A nurse called my name and ushered my husband and me back through a hallway into a brightly lit office. She smiled, told us to take a seat. The doctor would be in shortly.

The sun beamed in through the windows. It felt strange. Our lives seemed a far cry from sunshine and blue skies.
A hand gently knocked on the door.

“Good morning!” She was delighted to see us, but I can’t say we felt the same about her. After all, who wants to find themselves sitting across from a fertility specialist?

Her brown, shoulder-length hair draped over a white lab coat. She had coffee in one hand and a stack of files in the other.

As she pulled up her chair, she put on a pair of dark-rimmed glasses and began flipping through pages of our medical history. Lab results, baseline blood draws, ultrasounds, semen analysis reports. It was strewn across her desk like a million-piece puzzle that couldn’t fit together.

My husband’s knee restlessly bounced up and down. My heart raced. I’m sure my chest was blotchy. The nerves were getting the best of me.

Then she said it.

She took off her glasses, put them on her desk and said the words no one wants to hear: “You have unexplained infertility.”

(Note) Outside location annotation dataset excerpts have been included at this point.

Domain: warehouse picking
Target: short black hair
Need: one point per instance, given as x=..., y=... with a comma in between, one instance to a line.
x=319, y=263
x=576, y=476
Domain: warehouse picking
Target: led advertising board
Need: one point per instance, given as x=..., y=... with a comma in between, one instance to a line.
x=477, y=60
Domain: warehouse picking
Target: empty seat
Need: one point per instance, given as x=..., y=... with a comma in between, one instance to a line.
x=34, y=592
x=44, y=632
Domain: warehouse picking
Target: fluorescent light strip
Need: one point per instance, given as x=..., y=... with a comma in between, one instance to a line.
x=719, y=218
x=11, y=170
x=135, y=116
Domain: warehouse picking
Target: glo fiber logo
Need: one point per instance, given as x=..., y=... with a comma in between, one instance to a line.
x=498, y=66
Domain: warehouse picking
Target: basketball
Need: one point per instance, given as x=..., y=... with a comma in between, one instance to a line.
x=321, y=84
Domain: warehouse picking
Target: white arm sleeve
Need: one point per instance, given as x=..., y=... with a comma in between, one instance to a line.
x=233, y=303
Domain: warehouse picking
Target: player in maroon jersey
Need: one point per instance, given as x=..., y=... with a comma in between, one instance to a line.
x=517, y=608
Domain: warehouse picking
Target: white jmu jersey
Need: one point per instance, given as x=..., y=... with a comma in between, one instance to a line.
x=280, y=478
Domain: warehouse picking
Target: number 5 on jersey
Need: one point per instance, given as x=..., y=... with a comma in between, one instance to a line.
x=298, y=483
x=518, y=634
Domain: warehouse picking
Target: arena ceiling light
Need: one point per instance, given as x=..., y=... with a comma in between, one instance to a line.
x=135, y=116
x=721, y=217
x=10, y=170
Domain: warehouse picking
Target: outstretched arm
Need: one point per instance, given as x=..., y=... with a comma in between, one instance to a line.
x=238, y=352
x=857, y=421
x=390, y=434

I slunk into the chair. My chin quivered, tears glossed over my eyes. My husband’s knee stopped bouncing. He stared out the window into the sunshine. It was a beautiful day for everyone, except for us.

We would spend the next year pursuing multiple rounds of invasive, expensive infertility treatments, none of which would ever result in the two pink lines we desperately prayed for.

Day after day — month after month — we gambled with our bodies, our finances and our emotions.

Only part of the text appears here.